For two years, they treated him for Alzheimer’s disease. The diagnosis had seemed straightforward: seventy-one, retired, forgetting things. But he was not just forgetful. He was seeing people who were not there. His cognition fluctuated wildly. When they gave him an antipsychotic for the hallucinations, he became rigid, nearly catatonic. A second opinion changed the diagnosis to Lewy body dementia. The two years of wrong treatment could not be undone.

Alzheimer’s accounts for 60 to 80 percent of dementia cases. The remaining conditions are not footnotes. They have distinct characters, distinct progressions, and distinct treatment considerations. Getting the diagnosis wrong has consequences.

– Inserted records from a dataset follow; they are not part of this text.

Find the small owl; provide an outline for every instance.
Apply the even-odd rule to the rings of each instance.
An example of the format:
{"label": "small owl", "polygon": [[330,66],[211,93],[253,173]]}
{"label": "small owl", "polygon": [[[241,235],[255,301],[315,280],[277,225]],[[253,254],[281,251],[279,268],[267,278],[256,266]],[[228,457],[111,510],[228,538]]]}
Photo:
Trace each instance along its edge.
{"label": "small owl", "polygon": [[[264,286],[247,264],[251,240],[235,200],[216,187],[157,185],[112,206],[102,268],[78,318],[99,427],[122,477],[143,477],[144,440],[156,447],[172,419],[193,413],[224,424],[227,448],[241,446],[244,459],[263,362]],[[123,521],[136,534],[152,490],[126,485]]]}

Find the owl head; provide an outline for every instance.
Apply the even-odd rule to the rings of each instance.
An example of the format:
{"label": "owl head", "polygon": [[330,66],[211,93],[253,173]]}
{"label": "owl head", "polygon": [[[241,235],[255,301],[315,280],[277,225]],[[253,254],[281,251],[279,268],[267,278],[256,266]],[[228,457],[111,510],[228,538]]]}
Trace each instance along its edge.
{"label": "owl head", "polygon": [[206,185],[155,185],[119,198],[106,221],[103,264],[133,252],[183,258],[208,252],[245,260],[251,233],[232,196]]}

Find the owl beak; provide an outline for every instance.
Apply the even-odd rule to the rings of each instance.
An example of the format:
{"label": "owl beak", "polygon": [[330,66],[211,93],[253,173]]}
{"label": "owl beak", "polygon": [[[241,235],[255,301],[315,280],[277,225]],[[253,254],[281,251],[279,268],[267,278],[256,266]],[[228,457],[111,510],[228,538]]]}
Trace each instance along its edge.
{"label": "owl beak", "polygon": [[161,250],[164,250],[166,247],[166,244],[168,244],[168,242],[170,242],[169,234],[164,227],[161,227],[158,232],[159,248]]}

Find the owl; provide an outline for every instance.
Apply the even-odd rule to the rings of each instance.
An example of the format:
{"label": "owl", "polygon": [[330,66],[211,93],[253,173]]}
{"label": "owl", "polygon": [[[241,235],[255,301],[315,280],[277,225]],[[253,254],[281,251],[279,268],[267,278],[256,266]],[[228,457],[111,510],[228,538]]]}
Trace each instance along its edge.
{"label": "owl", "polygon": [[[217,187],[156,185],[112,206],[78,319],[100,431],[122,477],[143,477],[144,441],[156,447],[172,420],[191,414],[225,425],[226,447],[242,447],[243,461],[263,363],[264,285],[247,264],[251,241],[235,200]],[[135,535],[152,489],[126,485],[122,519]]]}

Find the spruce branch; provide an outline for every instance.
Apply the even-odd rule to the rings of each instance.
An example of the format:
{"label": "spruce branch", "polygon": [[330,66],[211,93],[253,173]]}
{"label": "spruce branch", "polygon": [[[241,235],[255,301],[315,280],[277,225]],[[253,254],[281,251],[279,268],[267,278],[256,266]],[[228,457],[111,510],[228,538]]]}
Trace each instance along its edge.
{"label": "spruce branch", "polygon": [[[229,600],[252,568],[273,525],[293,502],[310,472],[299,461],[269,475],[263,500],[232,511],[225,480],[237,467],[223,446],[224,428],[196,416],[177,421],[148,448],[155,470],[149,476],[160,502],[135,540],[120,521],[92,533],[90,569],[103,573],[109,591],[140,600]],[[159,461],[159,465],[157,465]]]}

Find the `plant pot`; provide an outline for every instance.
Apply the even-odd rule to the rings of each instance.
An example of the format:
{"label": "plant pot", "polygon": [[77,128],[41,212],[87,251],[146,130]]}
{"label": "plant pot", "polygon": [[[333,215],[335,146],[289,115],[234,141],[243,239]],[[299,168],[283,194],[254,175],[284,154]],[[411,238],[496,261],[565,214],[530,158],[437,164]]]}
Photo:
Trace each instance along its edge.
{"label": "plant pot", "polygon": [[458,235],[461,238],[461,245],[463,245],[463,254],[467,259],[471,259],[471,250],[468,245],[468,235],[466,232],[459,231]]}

Vascular dementia, the second most common form, is caused by impaired blood flow to the brain and often affects executive function early rather than memory. Its risk factors overlap with cardiovascular disease, making it among the most preventable forms of cognitive decline. Lewy body dementia, the third most common, involves visual hallucinations, fluctuating cognition, and motor symptoms resembling Parkinson’s. People with Lewy body dementia have severe sensitivity to many antipsychotic drugs, a risk that is significant and known yet medications are often prescribed before the correct diagnosis is made. Frontotemporal dementia attacks personality, behavior, and language rather than memory, typically strikes between ages forty-five and sixty-five, and has no approved disease-modifying therapy.

In older adults, mixed pathologies are the norm. A brain may contain amyloid plaques alongside vascular damage, Lewy bodies, and TDP-43 deposits. LATE, identified as distinct only in 2019, mimics Alzheimer’s clinically but involves different pathology. Mixed pathology complicates treatment: clearing amyloid may help one component while leaving others untouched.

If you or someone you love has received a dementia diagnosis, the first question to ask is: what type? The type determines medication choices, including which medications to avoid. It shapes expectations about progression. It affects eligibility for new treatments and clinical trials. Ask what evidence supports the diagnosis. Ask whether a second opinion would add value. If the diagnosis is Lewy body dementia, make certain every provider knows to avoid certain antipsychotics. The risk is real.